Aemilea Lanyer (1569-1645) 
"The Description of Cooke-ham" (1611)

Lanyer was the daughter of one court musician, and married another.  One of the few women published during the Renaissance, her poetry has an early feminist quality.  One poem contrasts the good women who stayed with Christ during the crucifixion with the evil men who killed him and the weak men who abandoned him.  She further defended Eve and other women against the charge that they were more immoral than men.  The querelle de femmes, the "debate over women," their worthiness or unworthiness, had been going on for centuries.   This is the same debate that the Wife of Bath participated in when she tore up her husband's misogynistic book.

"The Description of Cooke-ham" praises the estate of her patroness, Margaret, countess of Cumberland,  as being a lost Eden for women.  In this poem, she uses the conventions of pastoral poetry and farewell to a place poems.

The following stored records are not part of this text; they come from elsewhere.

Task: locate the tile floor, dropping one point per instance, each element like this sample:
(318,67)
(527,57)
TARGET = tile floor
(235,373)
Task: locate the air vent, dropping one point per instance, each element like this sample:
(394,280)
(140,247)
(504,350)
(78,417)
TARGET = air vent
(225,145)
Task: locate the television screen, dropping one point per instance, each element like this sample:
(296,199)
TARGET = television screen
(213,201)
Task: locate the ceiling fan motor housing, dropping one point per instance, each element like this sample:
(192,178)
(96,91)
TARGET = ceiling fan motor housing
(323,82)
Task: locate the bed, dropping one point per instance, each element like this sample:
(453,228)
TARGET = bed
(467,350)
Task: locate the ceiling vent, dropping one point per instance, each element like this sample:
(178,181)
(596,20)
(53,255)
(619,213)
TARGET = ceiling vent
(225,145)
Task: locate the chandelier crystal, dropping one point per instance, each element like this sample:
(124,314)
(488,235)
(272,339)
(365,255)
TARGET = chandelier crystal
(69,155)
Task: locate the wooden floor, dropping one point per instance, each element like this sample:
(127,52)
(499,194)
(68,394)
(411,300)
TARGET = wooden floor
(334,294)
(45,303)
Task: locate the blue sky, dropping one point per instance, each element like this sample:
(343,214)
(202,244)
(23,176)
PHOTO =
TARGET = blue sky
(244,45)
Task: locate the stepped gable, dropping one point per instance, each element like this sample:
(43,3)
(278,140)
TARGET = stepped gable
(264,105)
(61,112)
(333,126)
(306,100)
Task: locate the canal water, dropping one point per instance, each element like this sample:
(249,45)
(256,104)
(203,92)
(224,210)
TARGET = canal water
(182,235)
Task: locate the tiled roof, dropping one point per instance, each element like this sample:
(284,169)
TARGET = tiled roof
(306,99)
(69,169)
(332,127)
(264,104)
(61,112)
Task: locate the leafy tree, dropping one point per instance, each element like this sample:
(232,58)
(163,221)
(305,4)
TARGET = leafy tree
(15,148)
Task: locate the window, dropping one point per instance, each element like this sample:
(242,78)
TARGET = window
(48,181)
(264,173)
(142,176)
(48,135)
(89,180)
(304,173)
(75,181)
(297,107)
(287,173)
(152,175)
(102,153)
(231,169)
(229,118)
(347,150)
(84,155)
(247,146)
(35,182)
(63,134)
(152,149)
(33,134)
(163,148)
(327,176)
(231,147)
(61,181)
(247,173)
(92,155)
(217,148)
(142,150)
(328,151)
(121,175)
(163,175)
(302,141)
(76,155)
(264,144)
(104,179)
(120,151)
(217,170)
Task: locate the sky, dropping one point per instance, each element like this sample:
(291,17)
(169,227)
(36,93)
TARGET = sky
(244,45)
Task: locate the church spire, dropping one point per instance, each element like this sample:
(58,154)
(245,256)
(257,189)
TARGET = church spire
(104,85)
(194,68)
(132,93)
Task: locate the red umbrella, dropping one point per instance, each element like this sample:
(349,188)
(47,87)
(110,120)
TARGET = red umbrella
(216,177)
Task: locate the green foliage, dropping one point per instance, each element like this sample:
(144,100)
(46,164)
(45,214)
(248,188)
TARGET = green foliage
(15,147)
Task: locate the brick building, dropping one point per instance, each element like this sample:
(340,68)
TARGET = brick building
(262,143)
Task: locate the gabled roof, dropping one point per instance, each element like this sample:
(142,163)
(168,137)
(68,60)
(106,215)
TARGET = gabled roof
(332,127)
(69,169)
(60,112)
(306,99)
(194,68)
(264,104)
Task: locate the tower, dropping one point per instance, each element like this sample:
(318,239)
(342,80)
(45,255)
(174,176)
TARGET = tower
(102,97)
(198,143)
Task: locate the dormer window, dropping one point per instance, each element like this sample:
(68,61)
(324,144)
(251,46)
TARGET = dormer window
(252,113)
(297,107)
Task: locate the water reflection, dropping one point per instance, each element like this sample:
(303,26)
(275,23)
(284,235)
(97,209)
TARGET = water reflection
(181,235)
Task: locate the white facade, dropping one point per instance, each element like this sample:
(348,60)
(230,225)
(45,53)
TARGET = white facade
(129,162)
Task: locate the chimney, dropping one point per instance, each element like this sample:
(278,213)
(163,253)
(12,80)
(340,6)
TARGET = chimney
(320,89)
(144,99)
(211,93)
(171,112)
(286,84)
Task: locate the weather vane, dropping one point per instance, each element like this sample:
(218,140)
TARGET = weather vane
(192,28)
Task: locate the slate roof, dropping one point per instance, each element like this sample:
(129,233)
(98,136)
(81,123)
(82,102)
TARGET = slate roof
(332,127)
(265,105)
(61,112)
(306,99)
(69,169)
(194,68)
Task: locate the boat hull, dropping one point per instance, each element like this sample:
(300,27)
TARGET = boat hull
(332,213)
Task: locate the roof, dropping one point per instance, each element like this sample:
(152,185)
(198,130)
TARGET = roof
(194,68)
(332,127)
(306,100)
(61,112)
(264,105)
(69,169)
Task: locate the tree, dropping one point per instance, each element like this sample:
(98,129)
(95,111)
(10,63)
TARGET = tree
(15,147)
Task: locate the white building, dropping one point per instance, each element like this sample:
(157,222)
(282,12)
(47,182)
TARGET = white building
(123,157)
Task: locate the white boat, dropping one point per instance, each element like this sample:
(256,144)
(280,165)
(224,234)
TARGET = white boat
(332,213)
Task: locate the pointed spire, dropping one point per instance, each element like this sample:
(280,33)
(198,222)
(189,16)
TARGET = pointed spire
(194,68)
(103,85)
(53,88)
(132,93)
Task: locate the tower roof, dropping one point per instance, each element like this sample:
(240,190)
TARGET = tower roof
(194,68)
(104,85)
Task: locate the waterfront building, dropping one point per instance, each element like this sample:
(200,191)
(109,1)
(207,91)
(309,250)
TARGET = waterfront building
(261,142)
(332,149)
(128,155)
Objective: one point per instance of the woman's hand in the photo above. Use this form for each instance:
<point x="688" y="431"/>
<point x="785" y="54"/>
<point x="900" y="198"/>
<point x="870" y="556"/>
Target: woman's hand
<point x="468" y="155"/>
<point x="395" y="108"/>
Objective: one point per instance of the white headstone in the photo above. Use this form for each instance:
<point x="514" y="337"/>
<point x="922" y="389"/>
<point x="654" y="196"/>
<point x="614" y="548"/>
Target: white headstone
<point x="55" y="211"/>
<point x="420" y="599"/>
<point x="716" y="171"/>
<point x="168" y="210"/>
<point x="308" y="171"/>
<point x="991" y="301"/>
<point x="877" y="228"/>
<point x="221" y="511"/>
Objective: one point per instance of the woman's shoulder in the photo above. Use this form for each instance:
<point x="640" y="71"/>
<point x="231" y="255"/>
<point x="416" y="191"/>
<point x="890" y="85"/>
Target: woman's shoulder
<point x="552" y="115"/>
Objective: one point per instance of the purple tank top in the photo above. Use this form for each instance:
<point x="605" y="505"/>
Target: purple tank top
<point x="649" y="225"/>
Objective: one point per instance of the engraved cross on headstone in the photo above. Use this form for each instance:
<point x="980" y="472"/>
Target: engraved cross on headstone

She employs the pathetic fallacy, wherein she imagines that nature shares her feelings.
 
2 Grace has 2 meanings 
  1. God's grace
  2. the favor of Margaret toward her & the other women.
3 "the muses gave their full consent," i.e., women were allowed to write with no opposition.  In that time, writing was considered men's work.  Women should tend to their knitting. 
 
23-25 An Edenic paradise. 
 
31 Philomela - the presence of this bird (the nightingale) in the garden reminds us of the violence often perpetrated against women. 
 
64 "Phoebus" = Apollo, god of the sun.  The oak's shade protected the ladies against the assault of the sun. 
 
83 "holy Writ" = the Bible 
"in some fair tree" = God reveals himself in nature.  The idea that God does this is sometimes called "natural revelation" or "general revelation," God's revelation to everybody in general.  The Bible is special revelation that comes to some people in a supernatural manner.
 
126 "blind Fortune" - Fortune was often pictured as being blind, as well as having the famous wheel.  Fortune turned against them by making leave their paradise.  They weren't expelled for their own sin, as happend to Adam and Eve.
 
133 The trees lost their leaves when Margaret left.  This is an example of the pathetic fallacy.
 
195 "The sun grew weak" - in the winter, the sun is weak.  The green plants lost their color.